Did your average position in Google Search Console drop? Chances are it is a very good thing, especially if traffic remained the same or increased.
The big exception to this is when you accidently remove canonical links, mess up a meta robot or cause pages that shouldn’t be indexed to get indexed. But for the most part, this is a good sign you’re going to grow.
Average position dropping in Search Console does not always reflect a drop in ranking positions or total traffic. This is why it is important to see if:
- There are new products being added to your site
- New categories or collections that have been launched
- Features like FAQs have been added to pages or new FAQs added to your resource pages
- Maybe new copy exists on collections, product pages and service pages
- More blog posts have been written
- You found a grouping of URLs that weren’t being indexed or crawled and are now being indexed
- Content that wasn’t being found because it didn’t load properly is now being crawled and indexed
We’ll get into each of these in a second. But first lets look at “the why”.
When you add new copy whether it is a blog post, an FAQ or content into pages that never had it, you’re giving more information about the page to a search engine. This information can be used to solve more of the users’ queries. This means the search engine will begin picking up the content and figuring out what to show it for.
The content likely won’t be in the top 10 or 20 positions immediately, and you’re also going to find a ton of long tail keyword phrases. Many of these phrases will begin appearing in the lower 50 to 90 positions. Because of the new keywords added to the total, you have now offset the old dataset thus lowering your overall average positions in Google Search Console. Here’s an easier to follow example.
Suppose you have a single page website with 100 keywords in the top 100 positions. 40 keywords are in the top 10 positions and the remainder are in the 40’s to 90’s. Now you add 5 blog posts and each has added an additional 50 words in the top 100 positions.
10 of these keyword phrases are in the first 10 positions, but the other 200 are much lower. Because there is a greater amount of keywords in all, and the majority of new ones are in the lower portion it lowers the total average ranking position even though traffic and visibility is likely higher.
To make sure you didn’t lose rankings you’ll want to check the original page inside Google Search Console.
You can see if a page dropped in rankings in Google Search Console by:
- Logging into search console
- Selecting the property to look at
- Clicking on search results in the left hand navigation
- Select “pages” in the middle of the screen.
- Click on the URL you want to check the average position for
- Check the box for average position
And now you have your answer.
You likely did not lose traffic or rankings if your total average position dropped, but instead fed search engines like Google more data. This data is now being indexed and could lead to more traffic and revenue for you. Want some more tests and things to check for? Good, you’re a geek like me then!

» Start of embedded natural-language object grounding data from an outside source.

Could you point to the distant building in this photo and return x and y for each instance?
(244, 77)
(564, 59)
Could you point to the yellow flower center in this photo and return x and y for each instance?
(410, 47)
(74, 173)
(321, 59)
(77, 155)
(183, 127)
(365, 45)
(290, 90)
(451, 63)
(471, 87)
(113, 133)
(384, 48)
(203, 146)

If you’re curious about crawling and if Google is finding more pages or how far Google looked into your site, the answer can be found in your server/crawl logs and also the total pages indexed by doing a “site:” search.
You can also use your SEO tools by plugging your URL in and looking to see how many keywords exist in the top 100 positions. Almost all of the tools have a database and track the increases and decreases by domains. If you want my preferred ones, use the contact form on this page and I’ll share them with you.
The next place to look is on page changes that your marketing or development team will know about.
Check for:
- Additional FAQs on product pages, collections, blog posts, resource centers and calculators
- New products and services that were added to the site including skus, variants and newer models.
- Finding out if specific parts of your website were not being indexed including:
- Categories/collections/folders being blocked by robots.txt
- Both in store/services and on your blog
- Sections of your site that didn’t get crawled because a meta robots was set to noindex
- New physical locations if you’re a brick and mortar retailer
- Tags for the same reasons above, if tags are supposed to be indexed on your site
- Feeds being added into your site like a PR newsroom or landing pages from an email blast archive
- Categories/collections/folders being blocked by robots.txt
Bonus tip: If you keep track of what was cached in Google then vs. now, this could also provide some clarity if your teams tell you nothing was changed or added. The way back machine works great for this too.
Average position dropping in Google Search Console isn’t always a bad thing. In many situations it means you’re able to gain new opportunities to build traffic and grow revenue. If you found this post helpful, subscribe to my newsletter and I’d love a share on social media.
4 thoughts on “Average Position Dropping in GSC is a Good Thing! Here’s Why.”
Hello dear Adam!
thanks for your great article.
im seo expert in tabdeal cryptocurrency exchange.
I would appreciate you for sending me your preffered tools for mentioned topic.
” If you want my preferred ones, use the contact form on this page and I’ll share them with you. ”
thanks.
Sending you an email.
Thanks Adam for sharing.
This is about the most accurate explanation I have read. My site is beginning to rank for more keywords and the top queries for my site are Increasing daily.
Glad it could help and thank you for reading.